Methods: HIV infection occurred at 8 years of age by
transfusion. The patient developed a Burkitt’s lymphoma in June 2003 and
received effective HAART. He developed leukemia in April 2005 and BMT was
proposed in October. HAART was maintained except a short interruption due to
toxicity between day +114 and +134. We explored HIV DNA and HIV RNA by a
sensitive real time polymerase chain reaction (RT-PCR) (LTR region - ANRS) before and after BMT. The lowest threshold
possible for each sample was obtained even in cases with few cells, as the
maximum tests per sample were realized to explore all the available cells.

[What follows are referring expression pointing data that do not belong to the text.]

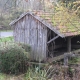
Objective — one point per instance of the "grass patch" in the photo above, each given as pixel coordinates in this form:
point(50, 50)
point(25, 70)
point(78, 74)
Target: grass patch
point(2, 76)
point(6, 39)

Results: Before BMT, HIV DNA was at 2.76 log copies/106
peripheral blood mononuclear cells (PBMC) and 1.77 log copies/106
bone marrow cells. After BMT, HIV RNA in plasma remained <1.7 log copies/mL;
HIV DNA was undetectable in PBMC during more than 4 months (<2 log copies/106
PBMC) although >1 million PBMC were explored. Chimerism study showed a 100%
donor phenotype. However, after HAART cessation, rebounds of HIV RNA (4.61 log
copies/mL) and HIV DNA (2.50 log) in blood were observed. Resumption of HAART
at day +134 returned viral loads to undetectable level at day +152. HIV DNA was
still detectable <1.5 to 2.5 log copies/106 PBMC, but not
detectable in esophageal, antral, duodenal, and rectal biopsies realized 12
days after HAART resumption. A phylogenetic analysis based on the gp120
C2-V3 sequences on 4 plasma viral strains (2 in 2003 and 2 in 2006 after BMT) confirmed
that the viral reservoir was not eradicated and was able to produce
quasispecies in 2006 different from those in 2003. The patient died in
multivisceral failure at day +191.
Conclusions: Despite BMT associated with the powerful
cytotoxic conditioning regimen, eradication was not observed in this patient
with long-term controlled viral replication. A short HAART interruption
revealed the persistence of an infectious archived viral reservoir previously
constituted in profound tissues. We hypothesized that some recipient
antigen-presenting cells can survive and play a critical role as a virus
reservoir. Moreover, totipotent hematopoietic progenitors may possibly survive
intensive pre-transplant conditioning regimen and support the failure of
eradication.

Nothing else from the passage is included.